I will update the pics... plus the car will finally be dropped


----------



## Revolution (Dec 26, 2002)

Where did you order your Indiglos? I need one with the built in tach.


----------



## sethwas (Apr 30, 2002)

Thats a sharp lens. I can tell the pictures were drasticaly resized though.

Seth


----------



## nitestridar (Jun 29, 2002)

sethwas said:


> *Thats a sharp lens. I can tell the pictures were drasticaly resized though.
> 
> Seth *


resized how...? 

Thanks I deicded to finally by a 2.0 mp camera it was on sale for 150.00 it is the kodak cx???? ...


----------



## nitestridar (Jun 29, 2002)

Revolution said:


> *Where did you order your Indiglos? I need one with the built in tach. *


Hey,

I got mine on ebay.. $32 shipped... 

you have a tach right because you have a GLE ..
you have to buy the gauge for the 200sx se.. and they will fit fine.. I bought the se-r gauge


----------



## Revolution (Dec 26, 2002)

selrider99 said:


> *Hey,
> 
> I got mine on ebay.. $32 shipped...
> 
> ...


are you sure? Mine reads to 120


----------



## Neil (Aug 13, 2002)

selrider99 said:


> *resized how...?
> 
> Thanks I deicded to finally by a 2.0 mp camera it was on sale for 150.00 it is the kodak cx???? ... *


He probably means for example in the first image look at the wire in the BG. You can see that it has a jaggy outline which is typically caused by resizing. Also the siding on the house has an antialias blur or moire pattern to it when you shrink an image the lines tend to blur and get a bit jaggy sometimes, especially with tight patterns.

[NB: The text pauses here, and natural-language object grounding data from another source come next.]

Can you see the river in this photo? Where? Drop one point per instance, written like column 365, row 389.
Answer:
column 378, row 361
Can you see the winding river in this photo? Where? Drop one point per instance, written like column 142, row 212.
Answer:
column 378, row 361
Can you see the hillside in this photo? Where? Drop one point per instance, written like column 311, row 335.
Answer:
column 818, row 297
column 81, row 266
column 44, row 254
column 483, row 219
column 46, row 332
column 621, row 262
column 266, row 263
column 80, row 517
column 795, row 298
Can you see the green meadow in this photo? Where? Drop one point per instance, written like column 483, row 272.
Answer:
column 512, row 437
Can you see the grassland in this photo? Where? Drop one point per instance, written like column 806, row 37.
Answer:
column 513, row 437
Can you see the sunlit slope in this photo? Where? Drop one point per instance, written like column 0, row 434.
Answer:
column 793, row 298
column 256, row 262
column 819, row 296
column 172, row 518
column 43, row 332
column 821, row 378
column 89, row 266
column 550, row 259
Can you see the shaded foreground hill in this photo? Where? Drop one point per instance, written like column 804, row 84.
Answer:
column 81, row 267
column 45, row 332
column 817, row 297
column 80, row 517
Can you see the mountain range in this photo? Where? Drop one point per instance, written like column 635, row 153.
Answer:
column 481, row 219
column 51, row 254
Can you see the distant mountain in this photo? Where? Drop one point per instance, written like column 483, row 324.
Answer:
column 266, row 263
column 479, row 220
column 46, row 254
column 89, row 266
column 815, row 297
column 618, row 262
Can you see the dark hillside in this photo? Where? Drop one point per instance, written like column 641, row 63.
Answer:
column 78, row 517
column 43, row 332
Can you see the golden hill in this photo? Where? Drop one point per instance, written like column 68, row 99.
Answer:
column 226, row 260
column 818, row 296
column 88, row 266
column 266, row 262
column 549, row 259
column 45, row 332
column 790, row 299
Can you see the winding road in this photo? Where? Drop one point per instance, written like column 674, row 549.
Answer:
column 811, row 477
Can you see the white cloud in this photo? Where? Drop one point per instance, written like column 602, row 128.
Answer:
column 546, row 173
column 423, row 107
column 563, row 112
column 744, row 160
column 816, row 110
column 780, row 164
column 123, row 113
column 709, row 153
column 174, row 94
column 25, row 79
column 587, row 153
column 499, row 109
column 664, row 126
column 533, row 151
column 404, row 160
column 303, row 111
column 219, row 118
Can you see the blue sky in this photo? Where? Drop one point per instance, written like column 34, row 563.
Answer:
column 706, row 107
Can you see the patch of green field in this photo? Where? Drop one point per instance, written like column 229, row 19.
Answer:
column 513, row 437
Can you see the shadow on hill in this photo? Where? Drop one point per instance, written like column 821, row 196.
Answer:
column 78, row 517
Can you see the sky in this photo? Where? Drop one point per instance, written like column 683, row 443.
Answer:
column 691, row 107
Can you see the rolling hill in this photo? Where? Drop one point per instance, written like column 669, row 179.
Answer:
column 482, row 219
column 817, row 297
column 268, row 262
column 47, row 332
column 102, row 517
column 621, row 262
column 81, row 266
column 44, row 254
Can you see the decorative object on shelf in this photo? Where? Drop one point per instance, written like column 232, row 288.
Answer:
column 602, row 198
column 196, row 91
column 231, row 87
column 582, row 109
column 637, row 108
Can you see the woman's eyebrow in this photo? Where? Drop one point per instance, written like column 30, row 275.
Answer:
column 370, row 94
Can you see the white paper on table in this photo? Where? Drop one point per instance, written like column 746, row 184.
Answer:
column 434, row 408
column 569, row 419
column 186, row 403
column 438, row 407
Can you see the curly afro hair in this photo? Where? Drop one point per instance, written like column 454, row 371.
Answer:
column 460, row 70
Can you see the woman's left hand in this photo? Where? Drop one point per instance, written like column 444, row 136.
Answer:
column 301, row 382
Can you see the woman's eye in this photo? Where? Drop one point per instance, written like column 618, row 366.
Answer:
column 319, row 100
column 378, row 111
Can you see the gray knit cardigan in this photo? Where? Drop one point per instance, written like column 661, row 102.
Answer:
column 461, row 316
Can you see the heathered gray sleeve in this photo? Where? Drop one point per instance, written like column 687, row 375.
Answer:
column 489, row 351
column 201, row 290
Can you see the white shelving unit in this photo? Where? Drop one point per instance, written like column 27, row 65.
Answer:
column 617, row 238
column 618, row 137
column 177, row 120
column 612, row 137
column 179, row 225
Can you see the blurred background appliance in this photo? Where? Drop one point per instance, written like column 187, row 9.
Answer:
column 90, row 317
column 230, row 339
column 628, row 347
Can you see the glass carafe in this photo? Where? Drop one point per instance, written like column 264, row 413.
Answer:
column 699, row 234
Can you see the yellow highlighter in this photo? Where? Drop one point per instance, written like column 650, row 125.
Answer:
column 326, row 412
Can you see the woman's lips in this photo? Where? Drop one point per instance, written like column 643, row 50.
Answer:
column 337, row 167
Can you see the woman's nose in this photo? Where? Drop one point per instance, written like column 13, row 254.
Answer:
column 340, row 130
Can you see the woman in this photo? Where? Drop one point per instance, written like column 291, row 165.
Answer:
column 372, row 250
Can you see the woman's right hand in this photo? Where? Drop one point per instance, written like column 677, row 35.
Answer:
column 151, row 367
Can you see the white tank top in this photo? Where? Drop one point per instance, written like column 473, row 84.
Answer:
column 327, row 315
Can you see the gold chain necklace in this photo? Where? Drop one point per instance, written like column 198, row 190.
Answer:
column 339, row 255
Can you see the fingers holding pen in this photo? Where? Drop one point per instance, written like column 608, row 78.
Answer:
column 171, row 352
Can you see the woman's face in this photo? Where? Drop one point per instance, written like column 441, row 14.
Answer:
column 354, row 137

Nonetheless the pictures look good. Did you get those kodak ones with the little bases on them?


----------



## nitestridar (Jun 29, 2002)

i had the option to get the base package for $200 

but didn't but i can still buy it seprate at anytime..
that dock makes things so easy all you do is drop the camera on it and hit the button and bang you are set... plus it is a charger at the same time  

yeah car domain made the pics smaller.. I would post the nice ones but it would take forever to load for some peeps.. 

Revolution

I was under the impression that The GLE & SE have the same tach and speedo numbers.. check ebay and search 200sx and you will see if its the same.. I could be wrong..


----------



## sethwas (Apr 30, 2002)

selrider99 said:


> *resized how...?
> *


Well,
In some areas (slong curves for example) they look 'pixelated'.

Seth


----------



## nitestridar (Jun 29, 2002)

sorry I thought you meant that the pictures were small and made larger...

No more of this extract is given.